3) L'art. 22-bis, aggiunto al testo unico dell'art. 15 della
legge 24 marzo 1942, n. 479, e' sostituito dal seguente:
"Fuori dei casi previsti nell'articolo precedente, chiunque, per
sottrarre, in tutto o in parte, alla precettazione o alla
requisizione, capi che possono formarne oggetto presenta documenti
contraffatti o alterati, e' punito con la reclusione da uno a
quindici mesi e con la multa di cui alle lettere a), b) e c) dello
stesso articolo".
"Chiunque, allo scopo suindicato, fornisce alle autorita'
competenti indicazioni mandaci, e' punito con la reclusione fino a
sei mesi e con la multa di cui alle lettere a), b) e c) del
precedente articolo, ridotta di due quinti".

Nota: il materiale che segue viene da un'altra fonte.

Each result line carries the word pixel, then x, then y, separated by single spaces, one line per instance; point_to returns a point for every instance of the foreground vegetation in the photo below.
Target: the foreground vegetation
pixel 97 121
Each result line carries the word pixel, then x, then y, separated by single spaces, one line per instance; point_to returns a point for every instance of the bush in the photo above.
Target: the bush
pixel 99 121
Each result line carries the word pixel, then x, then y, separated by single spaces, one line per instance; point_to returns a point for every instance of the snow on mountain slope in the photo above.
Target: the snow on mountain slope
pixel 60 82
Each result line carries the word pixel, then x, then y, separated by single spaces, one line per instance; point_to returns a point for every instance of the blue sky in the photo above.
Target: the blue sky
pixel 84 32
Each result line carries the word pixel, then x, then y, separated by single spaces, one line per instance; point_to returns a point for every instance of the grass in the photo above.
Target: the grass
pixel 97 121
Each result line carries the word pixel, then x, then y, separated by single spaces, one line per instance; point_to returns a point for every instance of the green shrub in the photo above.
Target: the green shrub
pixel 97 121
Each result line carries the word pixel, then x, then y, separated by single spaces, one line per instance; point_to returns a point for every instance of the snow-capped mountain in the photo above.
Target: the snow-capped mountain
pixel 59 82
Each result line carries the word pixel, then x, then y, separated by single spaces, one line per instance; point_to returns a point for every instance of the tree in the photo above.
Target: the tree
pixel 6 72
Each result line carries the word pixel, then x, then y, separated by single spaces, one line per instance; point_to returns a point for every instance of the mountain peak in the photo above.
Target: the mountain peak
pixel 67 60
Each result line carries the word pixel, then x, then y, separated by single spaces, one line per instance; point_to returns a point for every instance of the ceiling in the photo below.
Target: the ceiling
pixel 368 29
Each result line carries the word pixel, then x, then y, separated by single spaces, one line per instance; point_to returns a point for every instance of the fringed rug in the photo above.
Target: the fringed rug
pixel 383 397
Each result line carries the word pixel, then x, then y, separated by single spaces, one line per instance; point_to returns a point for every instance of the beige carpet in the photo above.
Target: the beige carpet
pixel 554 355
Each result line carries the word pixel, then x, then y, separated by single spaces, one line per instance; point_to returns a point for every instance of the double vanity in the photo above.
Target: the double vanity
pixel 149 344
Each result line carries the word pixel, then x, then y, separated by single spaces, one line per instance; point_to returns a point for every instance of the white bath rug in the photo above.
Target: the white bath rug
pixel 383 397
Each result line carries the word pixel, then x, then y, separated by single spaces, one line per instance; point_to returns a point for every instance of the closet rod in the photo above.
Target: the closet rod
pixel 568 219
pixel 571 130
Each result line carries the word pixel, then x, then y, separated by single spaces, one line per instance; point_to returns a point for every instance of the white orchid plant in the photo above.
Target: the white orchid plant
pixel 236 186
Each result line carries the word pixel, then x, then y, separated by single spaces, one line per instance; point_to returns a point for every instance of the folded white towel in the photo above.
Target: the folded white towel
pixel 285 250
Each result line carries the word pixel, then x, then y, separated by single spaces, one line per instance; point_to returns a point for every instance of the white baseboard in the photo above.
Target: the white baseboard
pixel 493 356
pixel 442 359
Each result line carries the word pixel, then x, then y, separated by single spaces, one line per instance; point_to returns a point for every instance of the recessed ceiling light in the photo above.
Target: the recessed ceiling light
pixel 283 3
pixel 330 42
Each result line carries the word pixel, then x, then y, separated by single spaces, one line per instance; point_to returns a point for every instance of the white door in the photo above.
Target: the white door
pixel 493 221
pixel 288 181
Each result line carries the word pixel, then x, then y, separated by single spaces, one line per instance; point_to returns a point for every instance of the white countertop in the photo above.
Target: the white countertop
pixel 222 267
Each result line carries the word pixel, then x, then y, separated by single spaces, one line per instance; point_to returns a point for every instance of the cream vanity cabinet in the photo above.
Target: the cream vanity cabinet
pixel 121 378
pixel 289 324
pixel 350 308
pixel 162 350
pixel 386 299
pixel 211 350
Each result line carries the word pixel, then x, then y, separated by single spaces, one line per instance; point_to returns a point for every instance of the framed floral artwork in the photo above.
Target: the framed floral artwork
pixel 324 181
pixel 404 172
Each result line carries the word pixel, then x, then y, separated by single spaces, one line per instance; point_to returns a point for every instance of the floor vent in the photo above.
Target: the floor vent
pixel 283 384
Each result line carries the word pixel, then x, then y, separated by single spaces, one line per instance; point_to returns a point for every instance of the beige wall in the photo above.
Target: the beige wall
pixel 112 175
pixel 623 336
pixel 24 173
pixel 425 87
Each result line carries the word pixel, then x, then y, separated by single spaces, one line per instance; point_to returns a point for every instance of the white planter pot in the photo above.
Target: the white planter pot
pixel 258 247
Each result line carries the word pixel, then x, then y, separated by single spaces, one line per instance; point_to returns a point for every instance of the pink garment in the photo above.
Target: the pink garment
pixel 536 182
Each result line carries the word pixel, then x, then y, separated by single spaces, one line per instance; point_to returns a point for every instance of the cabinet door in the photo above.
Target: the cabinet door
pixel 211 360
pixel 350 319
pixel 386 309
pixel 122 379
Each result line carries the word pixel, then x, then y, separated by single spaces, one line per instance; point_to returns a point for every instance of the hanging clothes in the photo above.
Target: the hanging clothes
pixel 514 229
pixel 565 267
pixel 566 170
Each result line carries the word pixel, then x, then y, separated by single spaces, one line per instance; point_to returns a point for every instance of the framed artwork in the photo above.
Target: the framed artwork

"Se sono fornite, per colpa, indicazioni non conformi alla verita',
si applica la multa di cui alle lettere a), b) e c) del precedente
articolo, ridotta di quattro quinti".
4) L'art. 23, modificato dall'art. 16 della legge 24 marzo 1942,
n. 479, e' sostituito dal seguente:
"Salvo quanto e' disposto nell'articolo precedente chiunque, senza
giustificato motivo, contravviene alle disposizioni della, presente
legge, e' punito, se il fatto non e' preveduto da altre speciali
disposizioni di legge:
1) nei casi indicati nell'art. 4 e nel secondo, quarto, quinto e
sesto comma dell'art. 10, con l'ammenda da lire 1000 a lire 5000, se
trattasi di bicicletta semplice o a motore; da lire 2500 a lire
12.500, se trattasi di cavalli, muli ed altri quadrupedi da soma o da
tiro e loro bardature o di veicoli a trazione animale; da lire 5000 a
lire 25.000, se trattasi di veicoli a motore, a trazione meccanica,
di trattrici e locomotive stradali, di rimorchi di ogni tipo, di
natanti adibiti alla navigazione dei fiumi, laghi e lagune con la
rispettiva attrezzatura. Se l'interessato abbia fatto dichiarazioni
mendaci la pena e' raddoppiata;
2) nei casi indicati negli articoli 18 e 21, con la ammenda, per
ogni capo non presentato, da lire 2000 a lire 10.000, se trattasi di
bicicletta semplice o a motore; da lire 5000 a lire 25.000, se
trattasi di cavalli, muli ed altri quadrupedi da soma o da tiro e
loro bardature o di veicoli a trazione animale; da lire 10.000 a lire
50.000, se trattasi di veicoli a motore, a trazione meccanica, di
trattrici e locomotive stradali, di rimorchi di ogni tipo, di natanti
adibiti alla navigazione dei fiumi, laghi e lagune, con la rispettiva
attrezzatura.
In conseguenza dell'inadempimento, il capo non presentato sara'
considerato idoneo al servizio militare.
"In caso di recidiva, nella stessa specie di contravvenzione, la
pena e' aumentata della meta'".
5) L'art. 23-bis, aggiunto al testo unico dell'art. 17 della
legge 24 marzo 1942, n. 479, e' sostituito dal seguente:
"Nel casi preveduti dall'art. 22, se il colpevole, prima
dell'apertura del dibattimento, consegna il "capo", la pena e'
diminuita di un terzo.
Le pene pecuniarie di cui agli articoli 22, 22-bis e 23 sono
raddoppiate se i reati sono commessi durante lo stato di guerra".